There is also an increasingly critical need to address the shortage of digital Infrastructure construction and maintenance skills that I first covered in this blog in June 2018. BT has greatly expanded its training programme since. but it still heavily reliant on contractors who have not. I am delighted to see that INCA (whose members compete with BT) is to relaunch its group looking at this area on December 14th . I have meeting lined up to try to broker co-operation in the context of an exercise to look at the needs of London, under the aegis of Central London Forward and others

Longer Term questions include:

  1. How do we focus education on creative skills as a foundation for a world of lifelong learning/training/change?

This should build on all-party activities under 1) above, including in co-operation with players like IET to identify the success of what they are already doing/supporting.

  1. How do we ensure UK education and training are globally competitive?

I know that a number of UK MATs and UK-based global schools chains, as well as other course, qualification and training providers are interested in this area.

  1. The role of Universities as local, regional, global lifelong learning/training/skills hubs

At least half a dozen Universities are looking this, singly or in partnerships with like-minded peers.

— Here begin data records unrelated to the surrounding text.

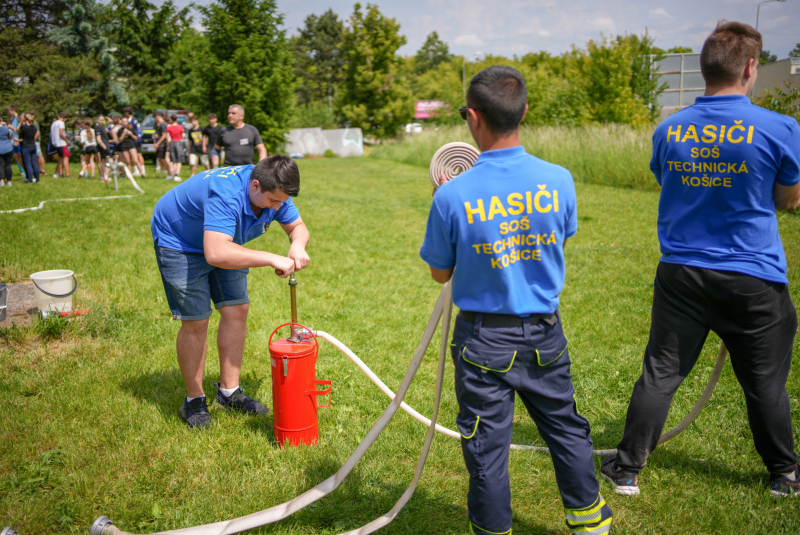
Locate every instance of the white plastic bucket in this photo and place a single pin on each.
(54, 290)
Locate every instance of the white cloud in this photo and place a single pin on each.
(468, 40)
(660, 13)
(603, 24)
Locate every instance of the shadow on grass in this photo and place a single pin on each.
(684, 465)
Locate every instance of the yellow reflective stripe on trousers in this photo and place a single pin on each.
(601, 529)
(475, 430)
(588, 515)
(472, 531)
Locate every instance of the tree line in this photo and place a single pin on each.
(86, 58)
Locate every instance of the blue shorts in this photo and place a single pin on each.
(191, 284)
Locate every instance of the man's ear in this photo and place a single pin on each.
(750, 68)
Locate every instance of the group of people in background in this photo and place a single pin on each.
(106, 140)
(19, 141)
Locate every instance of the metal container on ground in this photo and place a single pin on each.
(294, 387)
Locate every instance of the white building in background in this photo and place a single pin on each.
(681, 74)
(684, 81)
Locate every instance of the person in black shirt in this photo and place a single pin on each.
(101, 135)
(240, 140)
(28, 135)
(210, 135)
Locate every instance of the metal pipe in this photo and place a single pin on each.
(295, 336)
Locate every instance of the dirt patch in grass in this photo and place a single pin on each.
(21, 304)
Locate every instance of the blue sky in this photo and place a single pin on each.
(521, 26)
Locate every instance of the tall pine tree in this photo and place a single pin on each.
(251, 64)
(372, 96)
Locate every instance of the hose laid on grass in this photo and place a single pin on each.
(41, 204)
(443, 308)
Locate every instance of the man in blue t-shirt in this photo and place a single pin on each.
(498, 231)
(724, 166)
(198, 231)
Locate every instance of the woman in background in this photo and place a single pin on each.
(6, 153)
(89, 143)
(28, 136)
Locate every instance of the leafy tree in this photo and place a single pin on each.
(433, 52)
(766, 57)
(643, 83)
(318, 61)
(604, 71)
(85, 35)
(145, 38)
(42, 78)
(372, 96)
(250, 64)
(314, 115)
(38, 16)
(785, 100)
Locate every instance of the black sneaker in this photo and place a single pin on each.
(625, 483)
(781, 487)
(195, 413)
(240, 402)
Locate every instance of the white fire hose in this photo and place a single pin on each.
(41, 204)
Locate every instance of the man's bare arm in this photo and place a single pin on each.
(220, 251)
(786, 197)
(441, 275)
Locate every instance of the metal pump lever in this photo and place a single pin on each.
(295, 337)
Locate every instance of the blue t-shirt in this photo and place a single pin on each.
(135, 125)
(213, 200)
(502, 225)
(717, 162)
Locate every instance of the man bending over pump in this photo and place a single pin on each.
(198, 231)
(722, 267)
(508, 337)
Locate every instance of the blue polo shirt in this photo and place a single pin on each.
(502, 225)
(213, 200)
(717, 163)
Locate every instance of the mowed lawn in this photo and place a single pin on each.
(89, 419)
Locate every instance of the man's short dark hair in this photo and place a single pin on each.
(280, 172)
(726, 52)
(500, 95)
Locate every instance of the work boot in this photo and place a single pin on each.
(240, 402)
(195, 413)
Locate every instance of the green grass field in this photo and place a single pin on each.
(89, 419)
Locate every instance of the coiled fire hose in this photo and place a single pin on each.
(443, 309)
(120, 164)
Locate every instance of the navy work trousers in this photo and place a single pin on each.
(491, 365)
(757, 321)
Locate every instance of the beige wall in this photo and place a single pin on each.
(775, 74)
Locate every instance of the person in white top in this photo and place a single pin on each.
(58, 139)
(89, 144)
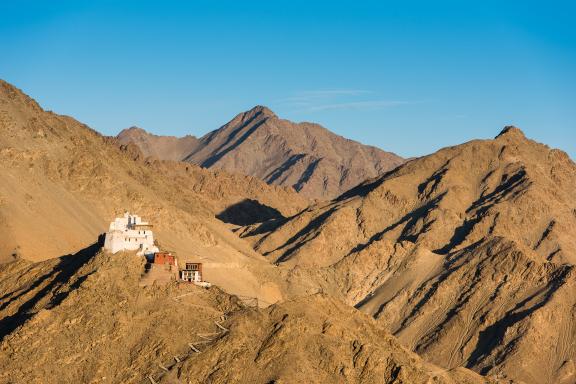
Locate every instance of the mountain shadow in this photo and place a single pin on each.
(247, 212)
(60, 276)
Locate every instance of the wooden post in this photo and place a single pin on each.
(221, 327)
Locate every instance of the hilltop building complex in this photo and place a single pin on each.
(130, 233)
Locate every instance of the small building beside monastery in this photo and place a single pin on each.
(130, 233)
(166, 258)
(192, 273)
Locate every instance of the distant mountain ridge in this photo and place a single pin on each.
(306, 156)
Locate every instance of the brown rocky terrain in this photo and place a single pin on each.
(62, 183)
(160, 147)
(305, 156)
(84, 319)
(466, 255)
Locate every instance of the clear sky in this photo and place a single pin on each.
(407, 76)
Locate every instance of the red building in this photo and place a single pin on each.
(165, 258)
(192, 273)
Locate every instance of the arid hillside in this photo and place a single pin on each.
(305, 156)
(160, 147)
(467, 255)
(85, 319)
(62, 183)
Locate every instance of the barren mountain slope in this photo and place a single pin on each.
(84, 318)
(160, 147)
(305, 156)
(467, 255)
(62, 183)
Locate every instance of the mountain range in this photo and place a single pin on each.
(456, 267)
(307, 157)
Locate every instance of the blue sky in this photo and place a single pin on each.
(407, 76)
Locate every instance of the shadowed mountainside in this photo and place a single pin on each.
(304, 156)
(467, 255)
(98, 325)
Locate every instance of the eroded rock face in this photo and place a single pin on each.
(467, 255)
(304, 156)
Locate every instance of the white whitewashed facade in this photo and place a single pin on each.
(130, 233)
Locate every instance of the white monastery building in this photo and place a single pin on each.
(130, 233)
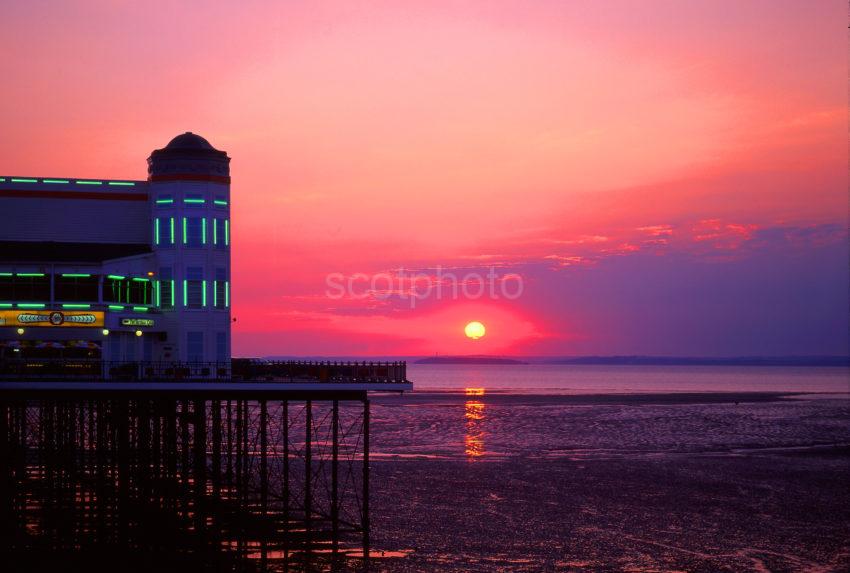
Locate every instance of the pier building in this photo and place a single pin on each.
(120, 270)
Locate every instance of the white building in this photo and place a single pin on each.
(120, 270)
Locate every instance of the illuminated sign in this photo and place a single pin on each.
(52, 318)
(136, 322)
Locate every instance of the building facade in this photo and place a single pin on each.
(121, 271)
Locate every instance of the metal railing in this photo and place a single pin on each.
(240, 369)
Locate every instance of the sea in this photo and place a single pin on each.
(613, 468)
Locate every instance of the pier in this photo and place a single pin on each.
(259, 466)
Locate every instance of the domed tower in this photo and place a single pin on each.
(190, 206)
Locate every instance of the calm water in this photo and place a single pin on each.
(612, 468)
(582, 379)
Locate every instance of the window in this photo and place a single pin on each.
(164, 201)
(221, 347)
(194, 231)
(218, 233)
(195, 346)
(194, 288)
(24, 287)
(76, 287)
(163, 231)
(166, 287)
(220, 288)
(139, 291)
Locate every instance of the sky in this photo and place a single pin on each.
(659, 178)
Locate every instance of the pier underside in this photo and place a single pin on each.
(205, 477)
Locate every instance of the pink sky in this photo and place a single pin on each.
(593, 148)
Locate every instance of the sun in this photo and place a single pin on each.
(475, 330)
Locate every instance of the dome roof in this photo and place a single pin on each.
(189, 140)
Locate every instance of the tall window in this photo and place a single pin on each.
(220, 294)
(75, 287)
(163, 231)
(195, 346)
(221, 347)
(194, 288)
(194, 231)
(166, 287)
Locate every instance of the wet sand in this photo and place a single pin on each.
(623, 483)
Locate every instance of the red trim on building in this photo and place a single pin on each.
(190, 177)
(105, 196)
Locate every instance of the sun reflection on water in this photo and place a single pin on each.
(474, 414)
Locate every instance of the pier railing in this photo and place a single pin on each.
(241, 369)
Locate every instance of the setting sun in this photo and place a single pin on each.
(474, 330)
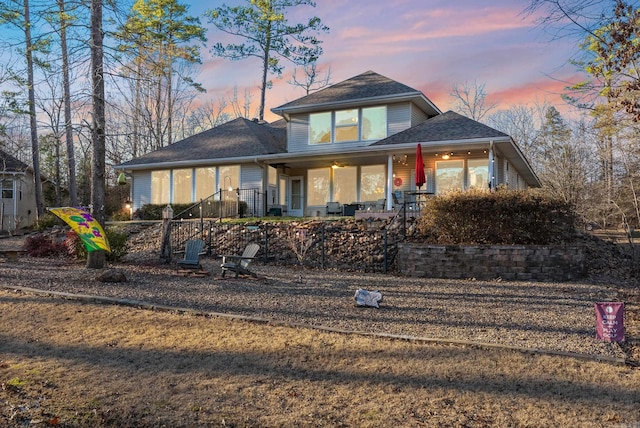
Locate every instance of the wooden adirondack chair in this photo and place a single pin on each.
(192, 252)
(240, 264)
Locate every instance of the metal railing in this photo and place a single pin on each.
(227, 204)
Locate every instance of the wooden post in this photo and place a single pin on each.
(165, 250)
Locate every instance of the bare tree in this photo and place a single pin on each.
(471, 100)
(97, 259)
(311, 80)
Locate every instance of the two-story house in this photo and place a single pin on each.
(353, 142)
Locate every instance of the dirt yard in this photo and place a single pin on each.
(85, 362)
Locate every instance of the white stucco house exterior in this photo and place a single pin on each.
(351, 143)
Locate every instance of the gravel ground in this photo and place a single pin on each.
(556, 317)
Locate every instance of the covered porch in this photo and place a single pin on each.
(361, 183)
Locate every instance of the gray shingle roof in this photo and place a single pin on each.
(9, 163)
(449, 126)
(237, 138)
(362, 86)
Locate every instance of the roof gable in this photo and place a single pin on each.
(237, 138)
(449, 126)
(365, 87)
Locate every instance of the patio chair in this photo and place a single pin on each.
(192, 252)
(240, 264)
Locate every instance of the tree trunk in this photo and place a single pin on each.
(71, 157)
(97, 259)
(35, 150)
(265, 70)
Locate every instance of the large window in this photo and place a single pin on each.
(347, 125)
(182, 185)
(6, 187)
(318, 184)
(372, 182)
(320, 128)
(478, 173)
(229, 177)
(374, 123)
(449, 175)
(160, 187)
(205, 182)
(345, 184)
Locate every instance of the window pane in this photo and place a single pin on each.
(374, 123)
(449, 176)
(160, 187)
(282, 192)
(182, 185)
(347, 125)
(344, 184)
(205, 182)
(372, 182)
(318, 180)
(7, 189)
(478, 173)
(320, 128)
(273, 176)
(229, 181)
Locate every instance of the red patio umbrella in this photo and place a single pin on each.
(420, 178)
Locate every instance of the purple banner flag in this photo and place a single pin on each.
(610, 321)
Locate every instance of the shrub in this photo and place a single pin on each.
(41, 245)
(502, 217)
(47, 221)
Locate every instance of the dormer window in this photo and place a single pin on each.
(347, 125)
(320, 128)
(364, 124)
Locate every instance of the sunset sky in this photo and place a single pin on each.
(428, 45)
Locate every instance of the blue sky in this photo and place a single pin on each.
(428, 45)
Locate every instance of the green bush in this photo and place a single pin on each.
(47, 221)
(40, 245)
(502, 217)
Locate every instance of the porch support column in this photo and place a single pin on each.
(492, 168)
(389, 198)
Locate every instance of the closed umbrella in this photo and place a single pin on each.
(420, 178)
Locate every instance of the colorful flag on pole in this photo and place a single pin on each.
(87, 228)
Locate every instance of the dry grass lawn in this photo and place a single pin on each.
(73, 364)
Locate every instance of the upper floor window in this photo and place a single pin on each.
(369, 123)
(346, 125)
(320, 128)
(374, 123)
(6, 186)
(449, 175)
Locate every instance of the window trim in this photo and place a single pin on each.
(333, 131)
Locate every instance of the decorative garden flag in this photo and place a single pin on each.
(87, 228)
(610, 321)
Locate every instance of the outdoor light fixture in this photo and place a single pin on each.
(401, 159)
(230, 188)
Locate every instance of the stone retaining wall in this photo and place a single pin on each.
(487, 262)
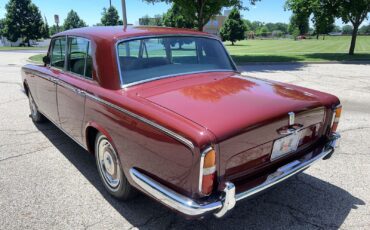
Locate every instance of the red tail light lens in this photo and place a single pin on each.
(207, 172)
(336, 117)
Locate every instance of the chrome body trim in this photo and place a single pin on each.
(172, 75)
(80, 92)
(228, 198)
(201, 163)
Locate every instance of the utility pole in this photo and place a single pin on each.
(124, 16)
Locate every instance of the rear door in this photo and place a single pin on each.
(46, 84)
(72, 85)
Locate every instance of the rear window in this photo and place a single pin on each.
(149, 58)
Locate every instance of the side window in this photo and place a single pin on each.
(58, 53)
(79, 56)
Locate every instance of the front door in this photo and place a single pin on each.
(71, 88)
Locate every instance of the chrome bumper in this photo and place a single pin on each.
(220, 207)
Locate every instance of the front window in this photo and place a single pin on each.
(149, 58)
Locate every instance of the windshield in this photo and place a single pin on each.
(149, 58)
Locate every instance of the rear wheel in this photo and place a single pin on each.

Several have already expressed interest in comparing notes and/or co-opetition .,

  1. How do we unpack the Green Skills agendas, identifying points of leverage, business models and lead projects/partnerships.

I have found much interest in this area, but also much confusion as to what Green Skills might be targeted. Ideas ranged from schools and citizen science projects in response to Nadhim Zahawi’s funding for a Green Duke of Edinburgh Award (and other DfE proposals), through a wide range of technicians and professional training to high level R&D.

One of the participants has already agreed to consult colleagues to look at unpacking the Green Skills agendas (e.g. that for London) to identify points of leverage and business models: from citizen science and schools programmes, through crafts, technical and trade to professional and research, carbon sequestration, conservation, habitat enhancement and creation (including for mandatory Biodiversity Net Gain), energy efficiency, hydrogen, insulation, nuclear, pollution mitigation, recycling, regeneration etc.

Are you interested in helping?

 Please let me know what you would like to contribute and how?

You do not have to be Conservative to join the Conservative Policy Forum and participate in the National Discussion Groups, but we also expect to work with a range of partners, all-party and non-partisans. Those who have followed this blog will know that I am very happy to work with those in other parties on subjects where we share a common interest, while agreeing to differ where necessary.

I am particularly happy when, as with the original micros in schools programme over forty years ago, we can put the same programme into different rhetoric for officials to deliver regardless of who wins the election, central or local. Ministers come, ministers go, the departmental agenda rolls on unless and until …

Some of the ideas may well prove to be divisive when it comes down to practical recommendations, but none of the potential divides appears to be along party political lines.